The album’s title derives from a poem written by a close friend of the band, Jonny Tatelman, who supported Carlson through the early stages of her recovery from opiate addiction. The poem comprises the entirety of the lyrics to the title track, an exuberant ode to loving your own survival and charting a course into unconditional self-acceptance. “The song ‘Famously Alive’ is about living with purpose and excitement whether you’re famous or not, accepting your strangeness and thriving even if your successes look different than other people’s,” notes Carlson. “To me, ‘Famously Alive’ means flipping the notion of dying famously to living famously,” Negroponte adds. “I also like to think of it as a way to describe living through something traumatic and coming out of it a stronger, wiser person.”

Songs like the expansive, gleaming “Live Exponential” similarly invite the listener to lean into the light. “It’s about loving yourself and finding a way to be comfortable in your own body—to live life to the fullest and beyond,” says Carlson. Throughout the record, Guerilla Toss meet themselves with curiosity, generosity, and acceptance even for the harder parts of being alive. Opener “Cannibal Capital,” a song about the exhaustion and dread of social anxiety, came together in a flurry toward the end of the album’s sessions. A taut bass groove erupts into competing squalls of guitar and synth that support one of the most immediate and arresting vocal hooks of Guerilla Toss’s catalog to date.

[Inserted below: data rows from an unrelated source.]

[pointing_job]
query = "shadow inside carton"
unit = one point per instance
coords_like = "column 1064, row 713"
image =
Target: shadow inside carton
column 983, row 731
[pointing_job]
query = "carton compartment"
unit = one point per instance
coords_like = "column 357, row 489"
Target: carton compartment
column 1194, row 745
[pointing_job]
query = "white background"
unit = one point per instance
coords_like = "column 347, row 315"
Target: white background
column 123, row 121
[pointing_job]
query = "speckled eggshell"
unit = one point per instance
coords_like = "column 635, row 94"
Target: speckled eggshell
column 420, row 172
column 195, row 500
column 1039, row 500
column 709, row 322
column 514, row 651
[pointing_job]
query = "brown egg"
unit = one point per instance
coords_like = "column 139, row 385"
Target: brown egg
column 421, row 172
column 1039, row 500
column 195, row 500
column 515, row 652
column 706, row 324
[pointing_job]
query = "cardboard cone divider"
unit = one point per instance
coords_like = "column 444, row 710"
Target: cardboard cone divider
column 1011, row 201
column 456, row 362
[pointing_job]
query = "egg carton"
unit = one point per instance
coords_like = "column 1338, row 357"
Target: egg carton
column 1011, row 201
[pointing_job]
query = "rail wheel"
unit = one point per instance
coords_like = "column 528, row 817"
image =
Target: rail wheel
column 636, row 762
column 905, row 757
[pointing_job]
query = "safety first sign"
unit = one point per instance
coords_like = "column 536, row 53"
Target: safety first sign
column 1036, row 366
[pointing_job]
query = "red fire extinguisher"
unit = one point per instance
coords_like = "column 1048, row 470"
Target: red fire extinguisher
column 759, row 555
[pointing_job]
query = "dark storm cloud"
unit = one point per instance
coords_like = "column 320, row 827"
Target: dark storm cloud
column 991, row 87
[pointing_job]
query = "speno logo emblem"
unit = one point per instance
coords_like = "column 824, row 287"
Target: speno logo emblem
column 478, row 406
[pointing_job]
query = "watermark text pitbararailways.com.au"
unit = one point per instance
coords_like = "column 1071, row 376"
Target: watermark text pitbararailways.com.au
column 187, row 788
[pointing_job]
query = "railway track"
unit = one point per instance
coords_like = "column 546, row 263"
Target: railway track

Together with guitarist Arian Shafiee, Carlson and Negroponte cultivated a sound that spliced together psychedelic texturing and Krautrock syncopation with the gloss and glow of contemporary pop music. “I like to combine as many musical influences as possible,” says Negroponte. “We thought the sleekness of current radio pop would make our dense wall-of-sound aesthetic both more bizarre and more accessible and fun at the same time.” Carlson was similarly inspired by a wide range of artists from around the world after diving deep into obscure 7-inches for her weekly show on Radio Catskill, Rare Pear Radio.

While writing the album, Carlson took voice lessons online for the first time. Though she has been singing since she was four years old, at first with a vocal harmony group in her family’s church, she hadn’t formally trained her voice since joining Guerilla Toss. The lessons allowed her to deepen and broaden her range, helping her feel more embodied and connected to her voice. Underneath ripples of Auto-Tune, playful, searching vocal melodies suspend lyrics about reaching for yourself and holding fast in your own love.

“Famously Alive” finds Guerilla Toss coming into the fullness of their power, celebrating their prismatic idiosyncrasies from a place of optimism and abundance. “It felt like I didn’t need to force myself into this dark place to create anymore,” Carlson says. “For the first time in my life, I feel like I’m finally comfortable inside my body.”